On ne ressort pas indemne de l’exposition présentée par Laia Abril. « Histoire de la misogynie, chapitre 1 : de l’avortement ». L’intitulé de l’exposition a la sobriété clinique de sa démonstration : le corps des femmes, et plus particulièrement leur utérus, fait partout dans le monde l’objet d’un contrôle étroit qui confine à la haine.
Mais ne vous y trompez pas : si la démarche de la jeune photographe est rigoureuse et scientifique, les sentiments qu’elle suscite tiennent plus de la révolution intime. On s’imaginait tout connaître de l’avortement, de ses conséquences et de ses luttes, on sort de cette exposition bouleversé, avec l’impression de toucher du doigt, pour la première fois, toute la profondeur du sujet. C’est un pénis en érection recouvert d’une drôle de capote qui accueille le visiteur, dans ce bel espace du Magasin électrique. Le texte qui accompagne la photographie se veut pédagogue : « Couramment utilisés jusqu’au xixe siècle, les premiers préservatifs étaient fabriqués en Autriche à partir des vessies de poissons-chats et d’esturgeons. »

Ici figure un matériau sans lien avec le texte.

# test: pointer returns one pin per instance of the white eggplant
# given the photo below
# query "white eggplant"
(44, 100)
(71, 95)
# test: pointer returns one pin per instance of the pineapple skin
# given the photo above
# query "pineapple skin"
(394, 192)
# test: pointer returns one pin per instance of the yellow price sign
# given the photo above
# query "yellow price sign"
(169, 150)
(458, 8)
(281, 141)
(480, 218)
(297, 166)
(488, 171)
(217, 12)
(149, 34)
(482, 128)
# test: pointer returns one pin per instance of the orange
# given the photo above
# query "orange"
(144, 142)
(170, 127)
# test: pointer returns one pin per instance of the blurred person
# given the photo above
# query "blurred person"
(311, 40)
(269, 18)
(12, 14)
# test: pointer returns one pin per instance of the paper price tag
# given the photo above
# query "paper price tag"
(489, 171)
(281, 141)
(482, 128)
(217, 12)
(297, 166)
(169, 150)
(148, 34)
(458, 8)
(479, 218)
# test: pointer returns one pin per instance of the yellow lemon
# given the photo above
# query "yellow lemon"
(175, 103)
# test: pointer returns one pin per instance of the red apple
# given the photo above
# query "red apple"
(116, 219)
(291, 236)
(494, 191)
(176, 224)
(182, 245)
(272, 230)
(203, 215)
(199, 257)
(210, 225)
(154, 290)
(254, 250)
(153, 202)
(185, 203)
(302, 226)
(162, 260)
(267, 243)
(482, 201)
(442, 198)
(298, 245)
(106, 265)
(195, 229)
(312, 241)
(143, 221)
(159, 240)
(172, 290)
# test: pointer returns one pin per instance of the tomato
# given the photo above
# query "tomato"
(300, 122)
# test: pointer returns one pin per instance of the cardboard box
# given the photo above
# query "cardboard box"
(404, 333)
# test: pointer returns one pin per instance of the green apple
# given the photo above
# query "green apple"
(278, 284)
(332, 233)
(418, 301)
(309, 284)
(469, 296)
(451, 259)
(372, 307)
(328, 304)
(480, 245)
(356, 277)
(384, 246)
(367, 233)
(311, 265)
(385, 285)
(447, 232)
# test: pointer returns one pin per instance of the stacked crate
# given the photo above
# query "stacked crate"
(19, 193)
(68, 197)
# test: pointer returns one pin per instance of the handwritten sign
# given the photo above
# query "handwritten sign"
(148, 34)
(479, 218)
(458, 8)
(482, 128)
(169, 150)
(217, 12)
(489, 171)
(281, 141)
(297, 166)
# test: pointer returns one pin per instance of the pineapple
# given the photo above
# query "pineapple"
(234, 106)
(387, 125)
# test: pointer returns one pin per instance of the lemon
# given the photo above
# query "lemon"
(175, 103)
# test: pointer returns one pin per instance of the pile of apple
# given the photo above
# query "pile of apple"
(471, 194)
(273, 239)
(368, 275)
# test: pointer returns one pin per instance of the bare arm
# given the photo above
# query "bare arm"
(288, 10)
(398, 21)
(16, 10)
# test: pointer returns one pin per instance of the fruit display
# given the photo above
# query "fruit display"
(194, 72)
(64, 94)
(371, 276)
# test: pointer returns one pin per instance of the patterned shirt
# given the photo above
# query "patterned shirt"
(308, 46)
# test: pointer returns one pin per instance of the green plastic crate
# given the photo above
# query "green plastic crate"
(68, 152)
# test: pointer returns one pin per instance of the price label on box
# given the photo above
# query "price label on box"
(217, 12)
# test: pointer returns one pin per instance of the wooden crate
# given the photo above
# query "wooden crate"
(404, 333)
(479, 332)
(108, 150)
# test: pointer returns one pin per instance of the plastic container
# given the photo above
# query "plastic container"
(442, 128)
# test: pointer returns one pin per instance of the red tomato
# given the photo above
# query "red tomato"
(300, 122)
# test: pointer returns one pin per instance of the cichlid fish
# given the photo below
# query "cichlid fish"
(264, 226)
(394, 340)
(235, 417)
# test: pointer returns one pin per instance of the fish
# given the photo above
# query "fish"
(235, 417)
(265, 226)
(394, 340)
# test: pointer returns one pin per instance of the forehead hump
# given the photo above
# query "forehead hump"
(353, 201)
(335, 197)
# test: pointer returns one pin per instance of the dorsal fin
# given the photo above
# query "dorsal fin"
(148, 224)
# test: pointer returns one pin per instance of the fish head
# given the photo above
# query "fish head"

D’histoire et de géographie, il sera beaucoup question dans ce voyage au pays de la contraception et de l’avortement, qui balaie très largement les pratiques actuelles. Au gré des portraits et des documents, on découvre d’abord des visages et des histoires qui vous prennent aux tripes : celle d’une fillette, au Nicaragua, devenue mère à neuf ans à la suite d’un inceste, dont le gynécologue expliquait la « maturité gynécologique » pour justifier qu’elle l’ait menée à son terme. Celle d’une jeune femme âgée de dix-neuf ans, dénoncée par son médecin à la police, menottée sur son lit d’hôpital, après un avortement illégal au Brésil.
Toutes ces histoires et tant d’autres – en Pologne, au Pérou ou au Salvador – décrivent comment, en avortant, les femmes y ont laissé un peu de leur dignité, de leur intégrité physique, quand ce n’est pas leur vie. Quelques objets, parsemés dans l’exposition ou photographiés, rappellent aussi la barbarie des méthodes abortives non médicalisées : bain bouillant ou séjour nocturne dans la neige, dents arrachées, pierre de 18 kilos posée sur le ventre, tiges en bois et en plastique, poivre de Cayenne… ou « se jeter en bas des escaliers ».
Et puis, il y a ce tas de cintres, qui forment une sculpture fragile et aérienne au cœur de l’espace investi par la jeune artiste. C’est l’objet le plus communément utilisé dans le monde par les femmes enceintes désespérées, pour avorter. Il n’y a pas d’échappatoire, même esthétique, à la terrible démonstration qu’administre Laia Abril. Un téléphone bleu pétrole posé sur une étagère accroche le regard : si l’on décroche le combiné, on peut entendre les menaces hargneuses des militants pro-life aux États-Unis : « You like killin’ babies, dont you? »
Issus de ces mêmes mouvements pro-life, les « avis de recherche » de médecins qui pratiquent l’avortement aux États-Unis rappellent combien ce droit est fragile, même lorsqu’il est légal : celles et ceux qui le défendent le paient parfois, eux aussi, de leur liberté et de leur vie. En prenant son sujet à bras-le-corps, sans en évacuer la moindre dimension, même religieuse, Laia Abril réalise un travail passionnant et bouleversant. Il se révèle essentiel. Si vous passez à Arles, il ne faut surtout pas passer à côté de cette exposition, tout simplement.